My Thoughts 17/03/2022

Last weekend there was a St. Patricks celebration in London which seems largely to consist of people wearing green, drinking Guinness, listening to Irish folk music, watching Irish dancing and following an enormous model of St. Patrick walking through the crowd. It was a great opportunity to celebrate Irish culture and identity. As someone said,

“There are two kinds of people in the world. Those who are Irish and those who wish they were Irish.”

So who was St. Patrick? We know that he was British by birth, the son of a decurio (town councillor) who was a deacon, while his grandfather was a priest. The place of his birth was somewhere in the west between the mouth of the Severn and the Clyde, called Bannavem Taburniae. As a youngster he was captured by Irish pirates and became a slave for six years. He managed to eventually get back to his family and after formation he was ordained priest.

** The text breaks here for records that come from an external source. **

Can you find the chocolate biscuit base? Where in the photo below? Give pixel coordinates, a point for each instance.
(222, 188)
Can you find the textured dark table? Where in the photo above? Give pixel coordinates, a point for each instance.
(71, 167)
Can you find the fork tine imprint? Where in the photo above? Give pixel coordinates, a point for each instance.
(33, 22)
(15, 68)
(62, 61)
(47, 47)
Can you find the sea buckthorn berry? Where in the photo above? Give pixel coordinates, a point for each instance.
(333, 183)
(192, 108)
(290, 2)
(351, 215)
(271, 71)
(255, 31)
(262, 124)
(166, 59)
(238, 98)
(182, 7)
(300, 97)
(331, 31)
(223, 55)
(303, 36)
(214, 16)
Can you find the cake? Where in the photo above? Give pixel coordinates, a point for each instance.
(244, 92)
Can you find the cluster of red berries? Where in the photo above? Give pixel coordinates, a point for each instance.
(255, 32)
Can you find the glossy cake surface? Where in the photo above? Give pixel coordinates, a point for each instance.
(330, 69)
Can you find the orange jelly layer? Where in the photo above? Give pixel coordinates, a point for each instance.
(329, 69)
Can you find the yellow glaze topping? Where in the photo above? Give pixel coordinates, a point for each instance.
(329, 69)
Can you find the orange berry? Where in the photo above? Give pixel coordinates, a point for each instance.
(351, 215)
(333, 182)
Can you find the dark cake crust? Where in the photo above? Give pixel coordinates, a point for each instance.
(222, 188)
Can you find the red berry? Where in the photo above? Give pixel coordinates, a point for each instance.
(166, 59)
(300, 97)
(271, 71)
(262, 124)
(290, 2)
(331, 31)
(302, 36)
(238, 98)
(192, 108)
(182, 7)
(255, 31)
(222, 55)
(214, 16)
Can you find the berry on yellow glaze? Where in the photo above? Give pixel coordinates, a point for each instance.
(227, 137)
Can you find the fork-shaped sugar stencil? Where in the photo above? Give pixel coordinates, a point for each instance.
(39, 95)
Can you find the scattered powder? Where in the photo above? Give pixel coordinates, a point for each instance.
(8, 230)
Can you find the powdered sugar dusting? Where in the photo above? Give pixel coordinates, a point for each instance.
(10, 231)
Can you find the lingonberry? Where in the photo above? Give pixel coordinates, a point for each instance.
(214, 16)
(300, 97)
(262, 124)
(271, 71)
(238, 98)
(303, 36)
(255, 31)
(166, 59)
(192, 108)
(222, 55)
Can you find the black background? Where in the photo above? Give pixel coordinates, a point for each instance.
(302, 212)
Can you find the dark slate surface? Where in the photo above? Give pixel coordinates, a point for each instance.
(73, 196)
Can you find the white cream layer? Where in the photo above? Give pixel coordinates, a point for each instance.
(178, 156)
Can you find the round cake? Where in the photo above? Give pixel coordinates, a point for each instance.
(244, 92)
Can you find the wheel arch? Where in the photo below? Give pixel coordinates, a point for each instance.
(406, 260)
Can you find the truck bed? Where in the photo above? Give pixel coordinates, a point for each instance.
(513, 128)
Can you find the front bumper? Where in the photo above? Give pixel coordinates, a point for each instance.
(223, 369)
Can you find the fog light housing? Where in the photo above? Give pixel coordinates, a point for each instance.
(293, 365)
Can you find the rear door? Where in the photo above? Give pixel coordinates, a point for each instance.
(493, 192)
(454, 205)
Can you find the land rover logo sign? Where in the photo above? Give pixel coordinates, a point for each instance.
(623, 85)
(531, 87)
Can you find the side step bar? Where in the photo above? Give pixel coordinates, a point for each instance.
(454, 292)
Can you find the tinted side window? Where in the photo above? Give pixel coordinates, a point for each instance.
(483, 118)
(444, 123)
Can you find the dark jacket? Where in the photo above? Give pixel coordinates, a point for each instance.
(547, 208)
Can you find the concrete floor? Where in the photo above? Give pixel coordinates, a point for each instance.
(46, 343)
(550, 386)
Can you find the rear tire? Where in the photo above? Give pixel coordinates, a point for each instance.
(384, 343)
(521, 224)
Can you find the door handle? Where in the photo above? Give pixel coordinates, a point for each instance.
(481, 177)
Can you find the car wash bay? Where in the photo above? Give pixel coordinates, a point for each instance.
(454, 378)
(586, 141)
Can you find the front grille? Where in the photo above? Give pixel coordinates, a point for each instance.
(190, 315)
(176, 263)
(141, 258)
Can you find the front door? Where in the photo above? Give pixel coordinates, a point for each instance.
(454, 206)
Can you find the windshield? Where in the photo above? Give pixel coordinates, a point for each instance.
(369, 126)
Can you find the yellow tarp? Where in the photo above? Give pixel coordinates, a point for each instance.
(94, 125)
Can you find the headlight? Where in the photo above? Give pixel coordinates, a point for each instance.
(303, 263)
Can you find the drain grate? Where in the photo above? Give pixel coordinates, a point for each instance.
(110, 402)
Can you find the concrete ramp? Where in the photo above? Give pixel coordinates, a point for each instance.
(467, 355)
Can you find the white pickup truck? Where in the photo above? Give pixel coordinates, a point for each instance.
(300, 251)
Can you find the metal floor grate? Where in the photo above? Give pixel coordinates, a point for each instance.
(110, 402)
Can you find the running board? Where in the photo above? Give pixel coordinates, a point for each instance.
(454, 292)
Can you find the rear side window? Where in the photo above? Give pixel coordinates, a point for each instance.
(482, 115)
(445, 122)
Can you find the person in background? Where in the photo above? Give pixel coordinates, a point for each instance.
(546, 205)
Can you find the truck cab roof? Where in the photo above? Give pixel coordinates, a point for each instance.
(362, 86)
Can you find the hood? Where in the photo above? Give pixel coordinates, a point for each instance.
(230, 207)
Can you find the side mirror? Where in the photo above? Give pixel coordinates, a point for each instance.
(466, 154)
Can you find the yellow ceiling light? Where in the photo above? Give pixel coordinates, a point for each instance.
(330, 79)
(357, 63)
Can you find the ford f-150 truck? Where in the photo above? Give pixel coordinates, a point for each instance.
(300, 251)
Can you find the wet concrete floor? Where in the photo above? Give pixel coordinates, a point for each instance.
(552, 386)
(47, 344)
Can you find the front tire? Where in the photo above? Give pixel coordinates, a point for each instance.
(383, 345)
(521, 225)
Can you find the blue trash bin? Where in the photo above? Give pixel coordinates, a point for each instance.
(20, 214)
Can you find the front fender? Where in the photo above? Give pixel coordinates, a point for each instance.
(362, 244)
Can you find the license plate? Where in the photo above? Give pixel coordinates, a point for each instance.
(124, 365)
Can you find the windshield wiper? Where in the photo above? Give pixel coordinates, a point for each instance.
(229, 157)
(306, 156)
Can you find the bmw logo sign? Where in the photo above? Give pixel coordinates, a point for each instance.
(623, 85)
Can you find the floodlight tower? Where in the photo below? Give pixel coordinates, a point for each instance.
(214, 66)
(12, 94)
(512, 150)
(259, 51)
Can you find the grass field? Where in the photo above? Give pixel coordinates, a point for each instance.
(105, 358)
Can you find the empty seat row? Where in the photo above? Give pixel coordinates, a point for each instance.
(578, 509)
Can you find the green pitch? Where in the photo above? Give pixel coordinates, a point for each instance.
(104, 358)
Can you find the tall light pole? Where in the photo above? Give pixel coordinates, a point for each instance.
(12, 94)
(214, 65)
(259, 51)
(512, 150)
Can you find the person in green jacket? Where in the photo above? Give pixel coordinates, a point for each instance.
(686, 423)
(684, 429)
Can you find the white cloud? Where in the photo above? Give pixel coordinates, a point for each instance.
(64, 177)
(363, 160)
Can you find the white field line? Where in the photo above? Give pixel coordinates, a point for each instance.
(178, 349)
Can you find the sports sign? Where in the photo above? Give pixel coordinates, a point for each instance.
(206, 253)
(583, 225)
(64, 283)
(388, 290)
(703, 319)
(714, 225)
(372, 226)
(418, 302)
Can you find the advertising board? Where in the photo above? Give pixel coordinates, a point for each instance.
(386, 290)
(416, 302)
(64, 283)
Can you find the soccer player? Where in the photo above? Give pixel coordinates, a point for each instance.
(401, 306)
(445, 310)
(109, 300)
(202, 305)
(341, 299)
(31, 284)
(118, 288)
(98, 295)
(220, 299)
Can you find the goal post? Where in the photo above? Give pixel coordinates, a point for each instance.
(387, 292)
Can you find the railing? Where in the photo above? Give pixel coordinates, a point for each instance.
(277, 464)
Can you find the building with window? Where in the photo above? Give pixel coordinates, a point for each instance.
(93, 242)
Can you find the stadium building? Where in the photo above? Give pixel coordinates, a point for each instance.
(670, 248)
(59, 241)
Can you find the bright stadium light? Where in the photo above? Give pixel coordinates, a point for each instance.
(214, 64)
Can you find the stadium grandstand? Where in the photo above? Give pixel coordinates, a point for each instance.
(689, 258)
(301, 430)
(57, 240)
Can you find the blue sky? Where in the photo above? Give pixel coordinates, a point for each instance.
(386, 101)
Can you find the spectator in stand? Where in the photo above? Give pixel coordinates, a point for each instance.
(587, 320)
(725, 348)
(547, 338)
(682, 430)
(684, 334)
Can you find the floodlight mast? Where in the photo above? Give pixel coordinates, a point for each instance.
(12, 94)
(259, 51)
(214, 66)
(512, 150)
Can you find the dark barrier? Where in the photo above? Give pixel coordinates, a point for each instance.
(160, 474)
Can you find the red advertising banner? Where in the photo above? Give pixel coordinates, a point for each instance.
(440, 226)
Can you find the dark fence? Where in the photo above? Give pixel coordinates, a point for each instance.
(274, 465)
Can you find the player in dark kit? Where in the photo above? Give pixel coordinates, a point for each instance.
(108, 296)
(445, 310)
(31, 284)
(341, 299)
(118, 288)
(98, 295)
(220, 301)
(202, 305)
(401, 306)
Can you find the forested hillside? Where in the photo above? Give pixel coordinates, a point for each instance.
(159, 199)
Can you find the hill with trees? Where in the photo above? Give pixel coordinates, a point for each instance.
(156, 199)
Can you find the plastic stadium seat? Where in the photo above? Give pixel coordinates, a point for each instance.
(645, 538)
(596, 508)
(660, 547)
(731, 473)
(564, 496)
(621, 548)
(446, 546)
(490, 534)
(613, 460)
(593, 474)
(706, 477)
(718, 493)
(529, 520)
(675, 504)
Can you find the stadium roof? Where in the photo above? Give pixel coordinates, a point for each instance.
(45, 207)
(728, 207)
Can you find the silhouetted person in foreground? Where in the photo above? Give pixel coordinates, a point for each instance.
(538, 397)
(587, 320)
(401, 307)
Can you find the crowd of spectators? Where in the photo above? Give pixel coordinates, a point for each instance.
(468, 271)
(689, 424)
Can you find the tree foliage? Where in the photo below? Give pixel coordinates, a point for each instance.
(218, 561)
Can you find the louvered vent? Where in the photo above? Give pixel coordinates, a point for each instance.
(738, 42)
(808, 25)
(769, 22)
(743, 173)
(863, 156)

He felt a great call to return to Ireland. Although not specially learned, Patrick had sincere simplicity and deep pastoral care. He was concerned with abolishing paganism, idolatry, and sun-worship; he made no distinction of classes in his preaching and was himself ready for imprisonment or death in the following of Christ.

In the opening prayer at Mass today we say:

O God, who chose the Bishop Saint Patrick
to preach your glory to the peoples of Ireland,
grant, through his merits and intercession,
that those who glory in the name of Christian
may never cease to proclaim your wondrous deeds to all.

I pray that, like St. Patrick, we have the confidence to continue to share the Gospel with all. We don’t have to be learned or clever, just trusting that it is God who calls us to be light in the darkness.